23 Mar 2011

Space Battleship Yamato

This live action adaptation of an 80s animated series aims at instant camp classic status. 

Rating: PG (Some Fighting Scenes)

Director: Takashi Yamakazi

Screenplay: Shimako Sato; based on an original series by Leiji Matsumoto and Yoshinobu Nishizaki

Cast: Takuya Kimura, Meisa Kuroki, Toshiro Yanagiba, Tsutomu Yamakazi

Release: 24 March 2011

There is something embarrassing and cringe-worthy about Leiji Matsumoto’s creations. It might have something to do with the taste of overpowering cheese that permeates the characters and their over-dramatic dialogue or the hamfisted preachiness of the plot. So naturally when I learnt that there would be a live action reboot of Space Battleship Yamato (Star Blazers in the US), I couldn’t help but line up to relive my worst childhood memories.

Playing the anti-authoritarian protagonist Kodai, Gatsby model Takuya Kimura leads a cast of veteran television stars on a mission to save the earth from certain doom. As in the original series, the endgame phase of a space war with an alien race has Earth slowly irradiated to a dry, glowing, lifeless crisp by alien missiles. As second in command of the refitted WW2 battleship, Koda must run the gauntlet of the alien enemy force as the ship races from Earth to the Large Megallanic Cloud to find the cure for doomed humanity.

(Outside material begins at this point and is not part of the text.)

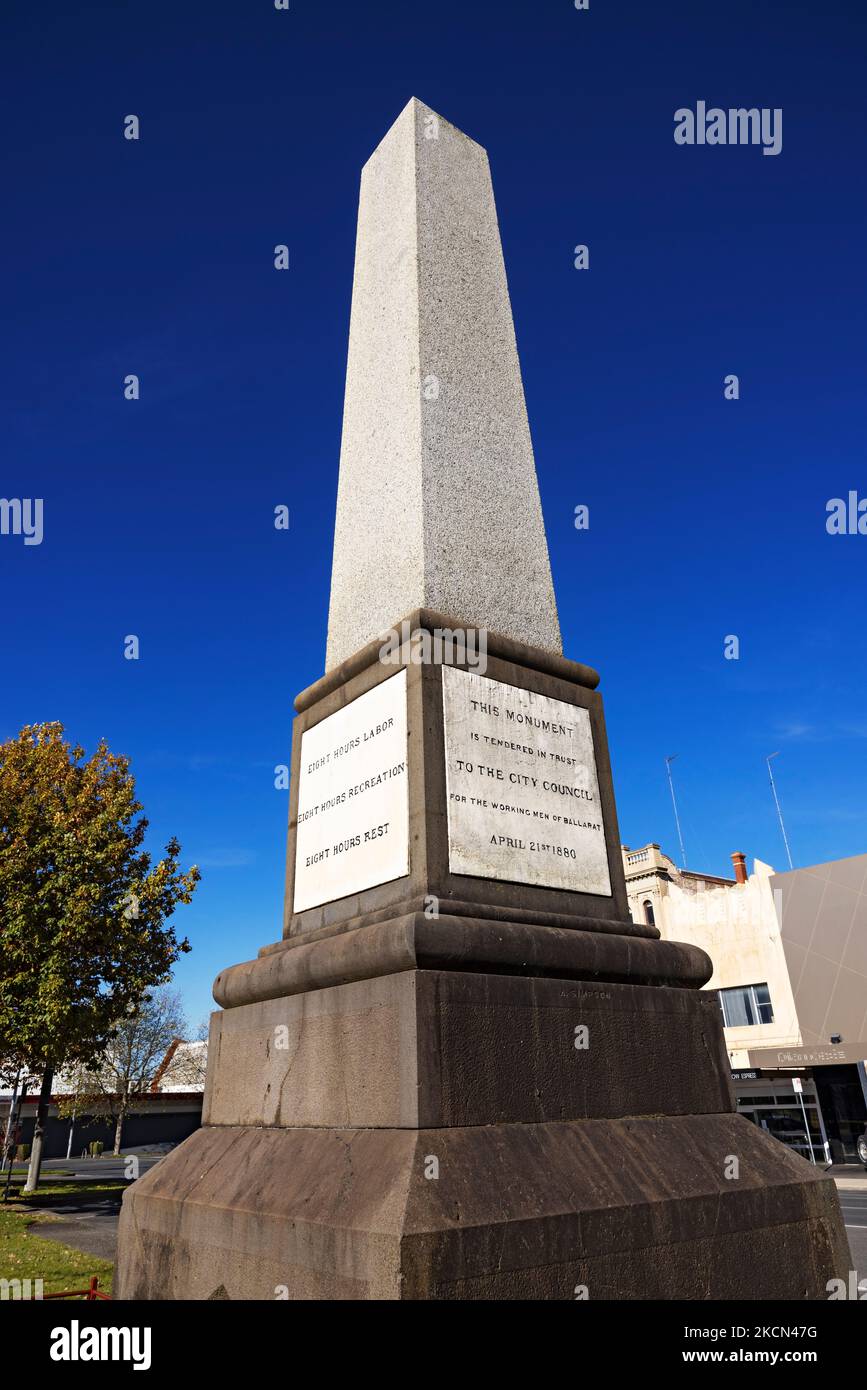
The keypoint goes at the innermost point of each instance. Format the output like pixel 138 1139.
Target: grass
pixel 24 1255
pixel 67 1190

While technically a space opera, Space Battleship Yamato has the heart of a disaster movie. True to the original series, the film repeatedly preaches stoicism and the virtues of taking one for the team. Characters of varying importance have a habit of making grand speeches before expiring heroically on screen while they are saluted by teary-eyed colleagues. Moments like this are made even more poignant by the tendency of the cast to go for broke every chance they get to overact in typical Japanese sci-fi television style.

When done to these extremes, the film does serve as a campy tribute to an embarrassing 70’s animated series. This is topped only by the retro set design of the spaceship, which uses periscopes in lieu of a radar screen, walkie talkies for ship communication, gun grips with actual triggers for a targeting system. The combination of an overserious premise played for keeps by an overacting cast in a retro set ensures that this film will be a camp classic years from now.